The real disruption of the automotive industry is not Tesla. Dis Fisker.

No one really saw this one coming. A year ago, Henrik Fisker was an admired veteran in the automotive industry, but with a failed start behind him. Fisker Automotive’s 2013 bankruptcy sent Fisker back to his origins in the design for an enchantment, but that did not discourage him from getting another blow to build a car business.

Fisker Inc. was, however, until mid-2020 mainly concept vehicles and Henrik’s one-man marketing machine. Up to that point, much of the story of electric vehicles revolved around Tesla, with the insane efforts of the traditional automotive industry to catch up with CEO Elon Musk.

Driving to the story was a single, powerful, yet wrong word: disruption. Big Auto, which ranges from Detroit to the factories from Europe to Toyota City in Japan, was about to be relocated by a bunch of nimble newcomers who collectively proclaim the long-awaited arrival of the era of electrification.

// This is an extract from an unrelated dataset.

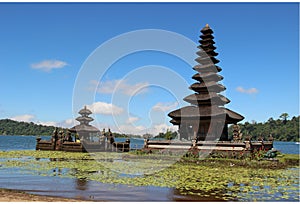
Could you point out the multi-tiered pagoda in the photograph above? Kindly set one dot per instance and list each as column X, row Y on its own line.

Tesla was the longest, more than a decade and a half, and Wall Street admired its prospects. By the end of 2020, the California company had become the most valuable automaker in the world, with a wide margin, with a market capitalization of one trillion dollars.

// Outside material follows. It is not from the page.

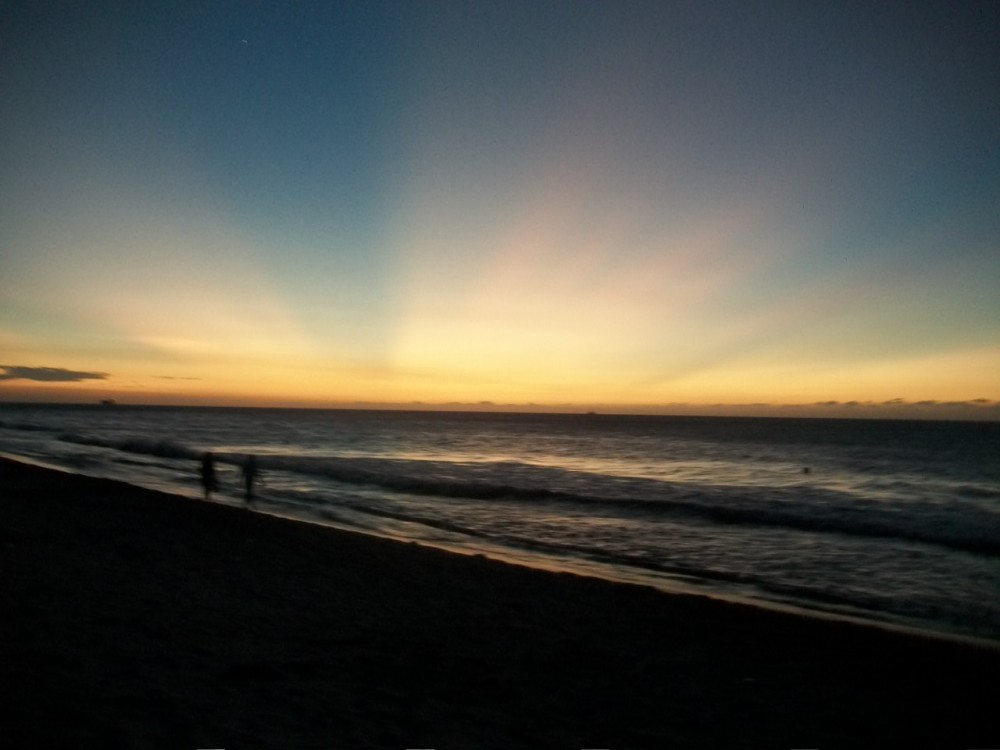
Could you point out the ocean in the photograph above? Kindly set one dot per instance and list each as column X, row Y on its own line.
column 893, row 522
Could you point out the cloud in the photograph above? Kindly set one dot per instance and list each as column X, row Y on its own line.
column 48, row 374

Tesla is not really a disruptive innovator

Disruption? At first glance, perhaps, but Tesla did not really do something completely different from what Ford and General Motors had for more than a century: design and engineering put together in factories owned and operated by the car manufacturers, and to the publicly sold. . Tesla’s cars are powered exclusively by electricity, but at a basic level it was not a big departure from the norm for car manufacturing. They had four wheels, four doors, and Tesla had to spend on the predictably staggering levels of the world industry to manufacture them.

At its core, Tesla has succeeded in replacing more than 100 years of deeply ingrained combustion technology with electric propulsion tracks. Few thought it was possible, even for a large car company with tens of millions in the bank.

But it was not disruptive, at least not according to the scholar who came up with the much-cited theory of ‘disruption innovation’.

“You can use a lot of features to describe Tesla,” Clayton Christensen told me in 2018.

“They are very creative. They understand work that needs to be done. Their technology is very good. But we will not consider Tesla disruptive. They are trying to make good products better. Our model is very, very clear on this subject. . “

Christensen, who died in 2020, was a professor at Harvard Business School, who in 1997 wrote the most important and cited book on the subject: “The Innovator’s Dilemma: When New Technologies Cause Great Firms to Fail.”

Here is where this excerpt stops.